PROTEIN REFINEMENT: A NEW CHALLENGE FOR CASP IN ITS 10TH ANNIVERSARY
Protein Design Group Centro Nacional de Biotecnologia-CSIC Darwin 3, Cantoblanco, Madrid 28049, Spain
Email: valencia{at}cnb.uam.es
The CASP community-wide assessment of protein structure prediction methods (CASP6, 2004, http://predictioncenter.llnl.gov/casp6/) anniversary coincides with a general realization of the need to speed progress, and achieve sustained success in protein structure prediction [see the NIGMS-NIH new initiative for improving protein structure prediction methods (http://www.nigms.nih.gov/)], toward which CASP has substantially contributed. Unfortunately, so far progress has not been as continuous as in other fields of technology, perhaps indicating that substantial new scientific contribu- tions are still required.
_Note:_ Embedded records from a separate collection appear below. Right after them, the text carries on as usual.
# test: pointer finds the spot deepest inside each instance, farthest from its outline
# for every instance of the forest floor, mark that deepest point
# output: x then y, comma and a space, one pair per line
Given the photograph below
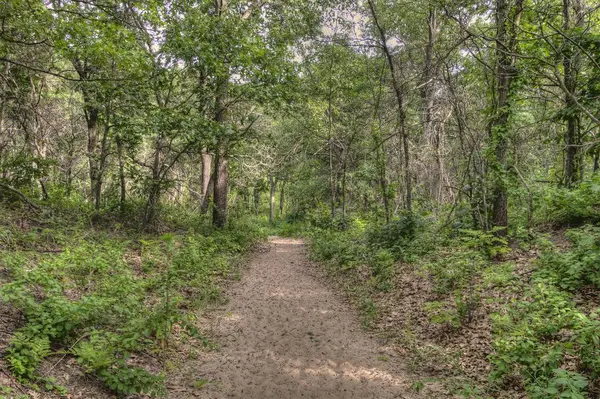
284, 333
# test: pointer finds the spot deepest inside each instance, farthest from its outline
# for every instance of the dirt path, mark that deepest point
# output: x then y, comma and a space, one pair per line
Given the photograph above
284, 334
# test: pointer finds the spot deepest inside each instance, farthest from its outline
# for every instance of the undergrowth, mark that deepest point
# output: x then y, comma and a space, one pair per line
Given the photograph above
102, 296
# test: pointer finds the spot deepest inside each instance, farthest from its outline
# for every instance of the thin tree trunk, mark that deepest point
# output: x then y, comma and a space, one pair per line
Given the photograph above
281, 198
399, 94
221, 183
206, 180
122, 180
430, 132
571, 70
506, 46
273, 183
256, 196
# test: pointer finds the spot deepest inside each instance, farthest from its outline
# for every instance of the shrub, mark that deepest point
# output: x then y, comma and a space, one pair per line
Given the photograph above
397, 235
577, 267
575, 206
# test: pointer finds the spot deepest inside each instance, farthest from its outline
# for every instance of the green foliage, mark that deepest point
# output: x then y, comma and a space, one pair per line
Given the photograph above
575, 206
397, 235
455, 268
577, 267
382, 263
104, 298
536, 338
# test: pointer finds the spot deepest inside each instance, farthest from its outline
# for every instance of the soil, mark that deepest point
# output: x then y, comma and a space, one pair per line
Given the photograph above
286, 334
283, 333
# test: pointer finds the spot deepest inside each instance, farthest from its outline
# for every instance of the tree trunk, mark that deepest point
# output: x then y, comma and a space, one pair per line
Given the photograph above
399, 95
155, 185
430, 132
256, 195
573, 116
122, 180
221, 183
273, 183
506, 46
206, 181
281, 198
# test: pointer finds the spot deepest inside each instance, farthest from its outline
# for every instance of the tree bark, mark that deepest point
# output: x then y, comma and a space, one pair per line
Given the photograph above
221, 186
256, 196
281, 198
399, 95
206, 181
572, 115
430, 132
122, 180
273, 184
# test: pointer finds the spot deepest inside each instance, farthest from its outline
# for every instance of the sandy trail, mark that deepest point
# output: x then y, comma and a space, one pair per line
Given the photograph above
285, 334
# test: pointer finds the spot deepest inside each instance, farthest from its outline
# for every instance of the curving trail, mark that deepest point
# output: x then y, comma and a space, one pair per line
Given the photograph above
285, 334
Interestingly, the recent CASP edition has shown a small but substantial progress in the quality of the corresponding sequence to structure alignments, particularly for modeling based on the structure of similar proteins (commonly known as homology modeling), which is the area most directly applicable to biology. This improvement is not only related to the new generation of sequence-based methods (e.g. profile–profile alignments), but also to the pure growth of the sequence databases, as shown for previous CASP editions (Cozzetto and Tramontano, 2005).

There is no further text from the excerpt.